Combined Impact of Lifestyle-Related Factors on Total and Cause-Specific Mortality among Chinese Women: Prospective Cohort Study

University of Cambridge, United Kingdom
PLoS Medicine (Impact Factor: 14.43). 09/2010; 7(9). DOI: 10.1371/journal.pmed.1000339
Source: PubMed


Although cigarette smoking, excessive alcohol drinking, obesity, and several other well-studied unhealthy lifestyle-related factors each have been linked to the risk of multiple chronic diseases and premature death, little is known about the combined impact on mortality outcomes, in particular among Chinese and other non-Western populations. The objective of this study was to quantify the overall impact of lifestyle-related factors beyond that of active cigarette smoking and alcohol consumption on all-cause and cause-specific mortality in Chinese women.
We used data from the Shanghai Women's Health Study, an ongoing population-based prospective cohort study in China. Participants included 71,243 women aged 40 to 70 years enrolled during 1996-2000 who never smoked or drank alcohol regularly. A healthy lifestyle score was created on the basis of five lifestyle-related factors shown to be independently associated with mortality outcomes (normal weight, lower waist-hip ratio, daily exercise, never exposed to spouse's smoking, higher daily fruit and vegetable intake). The score ranged from zero (least healthy) to five (most healthy) points. During an average follow-up of 9 years, 2,860 deaths occurred, including 775 from cardiovascular disease (CVD) and 1,351 from cancer. Adjusted hazard ratios for mortality decreased progressively with an increasing number of healthy lifestyle factors. Compared to women with a score of zero, hazard ratios (95% confidence intervals) for women with four to five factors were 0.57 (0.44-0.74) for total mortality, 0.29 (0.16-0.54) for CVD mortality, and 0.76 (0.54-1.06) for cancer mortality. The inverse association between the healthy lifestyle score and mortality was seen consistently regardless of chronic disease status at baseline. The population attributable risks for not having 4-5 healthy lifestyle factors were 33% for total deaths, 59% for CVD deaths, and 19% for cancer deaths.

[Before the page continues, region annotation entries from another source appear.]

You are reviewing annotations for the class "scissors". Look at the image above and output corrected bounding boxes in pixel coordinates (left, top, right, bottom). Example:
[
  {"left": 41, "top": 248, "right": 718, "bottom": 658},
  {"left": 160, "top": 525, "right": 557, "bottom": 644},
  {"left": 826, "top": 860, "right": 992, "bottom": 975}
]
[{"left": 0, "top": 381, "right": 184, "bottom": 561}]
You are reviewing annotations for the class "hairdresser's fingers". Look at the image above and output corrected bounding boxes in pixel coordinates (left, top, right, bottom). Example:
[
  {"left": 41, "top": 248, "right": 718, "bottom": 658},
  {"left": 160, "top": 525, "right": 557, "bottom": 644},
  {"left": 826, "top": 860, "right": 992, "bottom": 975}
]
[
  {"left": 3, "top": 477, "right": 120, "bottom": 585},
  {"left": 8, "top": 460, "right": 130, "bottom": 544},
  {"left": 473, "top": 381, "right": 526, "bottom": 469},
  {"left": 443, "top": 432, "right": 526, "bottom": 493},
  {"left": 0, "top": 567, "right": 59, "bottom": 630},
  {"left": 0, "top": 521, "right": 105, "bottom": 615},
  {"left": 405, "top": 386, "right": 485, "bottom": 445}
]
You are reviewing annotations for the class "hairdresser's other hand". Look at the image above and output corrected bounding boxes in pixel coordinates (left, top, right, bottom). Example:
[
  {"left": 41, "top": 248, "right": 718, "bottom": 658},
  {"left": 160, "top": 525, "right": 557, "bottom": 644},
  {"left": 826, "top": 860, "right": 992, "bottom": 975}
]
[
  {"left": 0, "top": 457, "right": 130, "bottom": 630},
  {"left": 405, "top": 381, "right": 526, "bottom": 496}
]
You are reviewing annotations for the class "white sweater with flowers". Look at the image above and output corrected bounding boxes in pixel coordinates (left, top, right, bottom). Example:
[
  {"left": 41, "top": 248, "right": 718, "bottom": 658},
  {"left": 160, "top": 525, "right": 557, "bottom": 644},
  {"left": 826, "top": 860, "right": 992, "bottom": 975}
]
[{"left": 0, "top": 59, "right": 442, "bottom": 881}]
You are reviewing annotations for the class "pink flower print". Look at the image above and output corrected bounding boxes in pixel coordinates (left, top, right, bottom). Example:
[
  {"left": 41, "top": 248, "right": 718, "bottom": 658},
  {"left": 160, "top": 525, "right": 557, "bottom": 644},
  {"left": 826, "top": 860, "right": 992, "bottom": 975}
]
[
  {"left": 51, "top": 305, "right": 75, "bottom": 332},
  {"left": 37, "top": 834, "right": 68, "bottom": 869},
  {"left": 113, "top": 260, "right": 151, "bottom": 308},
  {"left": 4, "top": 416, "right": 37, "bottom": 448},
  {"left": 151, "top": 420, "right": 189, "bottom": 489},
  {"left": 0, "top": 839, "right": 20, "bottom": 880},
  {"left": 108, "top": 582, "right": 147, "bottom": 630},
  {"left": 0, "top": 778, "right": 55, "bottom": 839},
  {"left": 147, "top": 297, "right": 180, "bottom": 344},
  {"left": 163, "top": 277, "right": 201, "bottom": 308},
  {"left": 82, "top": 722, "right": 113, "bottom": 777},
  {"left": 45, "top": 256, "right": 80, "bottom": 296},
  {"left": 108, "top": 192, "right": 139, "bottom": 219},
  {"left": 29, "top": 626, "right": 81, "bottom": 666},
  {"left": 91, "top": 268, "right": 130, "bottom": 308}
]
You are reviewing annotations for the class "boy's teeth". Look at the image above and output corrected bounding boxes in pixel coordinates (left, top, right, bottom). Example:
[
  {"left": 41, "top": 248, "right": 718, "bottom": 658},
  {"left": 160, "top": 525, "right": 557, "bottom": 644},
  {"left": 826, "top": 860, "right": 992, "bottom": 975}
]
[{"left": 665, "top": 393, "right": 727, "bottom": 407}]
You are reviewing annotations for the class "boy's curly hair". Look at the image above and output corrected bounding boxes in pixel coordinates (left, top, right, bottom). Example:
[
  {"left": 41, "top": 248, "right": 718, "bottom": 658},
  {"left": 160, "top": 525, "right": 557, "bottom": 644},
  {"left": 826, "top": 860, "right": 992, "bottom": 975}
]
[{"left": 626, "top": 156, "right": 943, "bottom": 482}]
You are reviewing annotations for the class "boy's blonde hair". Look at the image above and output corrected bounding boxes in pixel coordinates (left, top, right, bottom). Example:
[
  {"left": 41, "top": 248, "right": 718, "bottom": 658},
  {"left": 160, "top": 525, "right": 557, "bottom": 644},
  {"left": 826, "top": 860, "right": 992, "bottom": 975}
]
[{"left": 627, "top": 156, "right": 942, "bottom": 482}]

In this first study, to our knowledge, to quantify the combined impact of lifestyle-related factors on mortality outcomes in Chinese women, a healthier lifestyle pattern-including being of normal weight, lower central adiposity, participation in physical activity, nonexposure to spousal smoking, and higher fruit and vegetable intake-was associated with reductions in total and cause-specific mortality among lifetime nonsmoking and nondrinking women, supporting the importance of overall lifestyle modification in disease prevention. Please see later in the article for the Editors' Summary.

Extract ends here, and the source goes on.